Le prolactinome représente 56 à 70% des adénomes hypophysaires. Il est l'adénome le plus fréquemment rencontré dans les FIPA (Familial Isolated Pituitary Adenomas), représentant 40% d’entre eux, adénomes remarquables par leur volume et leur invasivité. Cependant, le taux de mutation de AIP n’est que de 1,5% sur une série de prolactinomes non sélectionnés. Le prolactinome est également la tumeur hypophysaire la plus fréquemment observée dans les NEM1 (macroprolactinomes dans 85% des cas). Sur une série de prolactinomes sélectionnés sur la taille (macro) et l’âge (avant 30 ans), le taux de mutation de MEN1 atteignait 5%. Si la résistance à la cabergoline est rare, estimée à 3,4 %, 13% de ces adénomes sont d’origine héréditaire.

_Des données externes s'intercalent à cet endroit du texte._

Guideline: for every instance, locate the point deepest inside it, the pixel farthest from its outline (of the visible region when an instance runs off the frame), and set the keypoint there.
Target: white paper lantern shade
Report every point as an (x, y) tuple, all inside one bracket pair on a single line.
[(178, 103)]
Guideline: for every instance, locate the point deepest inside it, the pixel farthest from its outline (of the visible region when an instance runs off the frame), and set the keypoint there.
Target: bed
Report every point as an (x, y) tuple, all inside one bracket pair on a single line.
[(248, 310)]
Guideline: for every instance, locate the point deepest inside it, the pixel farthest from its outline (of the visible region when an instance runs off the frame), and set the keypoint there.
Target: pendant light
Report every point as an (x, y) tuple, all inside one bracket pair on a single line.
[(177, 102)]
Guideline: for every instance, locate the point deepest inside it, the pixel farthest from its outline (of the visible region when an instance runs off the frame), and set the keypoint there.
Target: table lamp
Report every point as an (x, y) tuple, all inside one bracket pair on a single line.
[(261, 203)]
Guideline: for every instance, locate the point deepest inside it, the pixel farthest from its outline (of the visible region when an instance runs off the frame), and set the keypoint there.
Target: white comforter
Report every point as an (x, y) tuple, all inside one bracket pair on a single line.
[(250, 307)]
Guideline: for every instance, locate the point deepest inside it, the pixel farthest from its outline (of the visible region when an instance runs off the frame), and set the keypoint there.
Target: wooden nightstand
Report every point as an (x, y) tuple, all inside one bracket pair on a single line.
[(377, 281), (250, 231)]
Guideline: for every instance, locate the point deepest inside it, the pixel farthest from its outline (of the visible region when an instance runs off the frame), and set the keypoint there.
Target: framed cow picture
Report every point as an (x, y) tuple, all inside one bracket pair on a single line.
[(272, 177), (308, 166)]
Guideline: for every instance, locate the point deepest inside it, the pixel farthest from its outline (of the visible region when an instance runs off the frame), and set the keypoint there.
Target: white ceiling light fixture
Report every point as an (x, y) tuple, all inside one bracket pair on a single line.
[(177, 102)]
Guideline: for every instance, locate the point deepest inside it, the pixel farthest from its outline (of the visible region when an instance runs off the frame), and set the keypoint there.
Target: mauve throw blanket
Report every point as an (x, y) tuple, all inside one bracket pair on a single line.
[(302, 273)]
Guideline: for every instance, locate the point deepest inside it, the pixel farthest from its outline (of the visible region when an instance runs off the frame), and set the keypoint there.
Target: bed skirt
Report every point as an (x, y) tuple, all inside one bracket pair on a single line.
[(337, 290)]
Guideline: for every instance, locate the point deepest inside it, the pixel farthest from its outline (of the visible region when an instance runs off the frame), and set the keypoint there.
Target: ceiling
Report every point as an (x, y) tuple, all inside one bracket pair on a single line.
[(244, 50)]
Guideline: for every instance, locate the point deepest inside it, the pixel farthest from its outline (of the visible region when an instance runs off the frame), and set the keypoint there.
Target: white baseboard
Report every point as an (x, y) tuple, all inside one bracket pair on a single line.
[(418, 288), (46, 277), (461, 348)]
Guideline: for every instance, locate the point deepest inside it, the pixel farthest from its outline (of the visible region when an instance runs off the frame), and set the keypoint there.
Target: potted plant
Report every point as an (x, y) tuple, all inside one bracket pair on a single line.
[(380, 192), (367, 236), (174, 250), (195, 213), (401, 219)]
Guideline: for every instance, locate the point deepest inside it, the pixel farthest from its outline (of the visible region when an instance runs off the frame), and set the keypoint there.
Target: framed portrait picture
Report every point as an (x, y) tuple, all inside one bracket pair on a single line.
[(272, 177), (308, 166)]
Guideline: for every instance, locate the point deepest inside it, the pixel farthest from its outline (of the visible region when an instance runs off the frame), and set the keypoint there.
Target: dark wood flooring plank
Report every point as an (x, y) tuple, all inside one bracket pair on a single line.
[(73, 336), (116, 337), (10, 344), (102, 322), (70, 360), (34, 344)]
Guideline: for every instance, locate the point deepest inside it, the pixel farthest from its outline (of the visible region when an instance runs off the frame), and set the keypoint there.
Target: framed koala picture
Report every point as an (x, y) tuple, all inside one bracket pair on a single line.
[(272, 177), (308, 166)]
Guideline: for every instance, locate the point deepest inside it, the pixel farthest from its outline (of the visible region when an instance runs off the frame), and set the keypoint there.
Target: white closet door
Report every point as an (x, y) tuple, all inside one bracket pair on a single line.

L’ensemble de ces données montre la faible proportion de prolactinome d’origine héréditaire mais le bénéfice d’une analyse génétique adéquate permettant d’identifier les tumeurs au potentiel agressif et résistant aux traitements.

Le syndrome 3PA associe adénome hypophysaire (PA), phéochromocytome et paragangliome (PPGL) sans contexte de NEM1 avec dans 31% des cas une mutation sur SDHx ou MAX. Pour 52% des cas, l'adénome était un macroprolactinome, l'âge médian était de 42 ans avec un sexe ratio de 1/1. Le risque de PGGL et de PA pour les apparentés asymptomatiques porteurs de mutation SDHx dans ce contexte reste à évaluer (Mougel, EJE 2020).

Au total, seul un sous-groupe de prolactinome isolé justifie d’une analyse génétique. Les données récentes sur le syndrome 3PA posent la question d’inclure les gènes SDHx au panel hypophysaire incluant AIP, MEN1 et CDKN1B.

L’auteur n’a pas transmis de déclaration de conflit d’intérêt.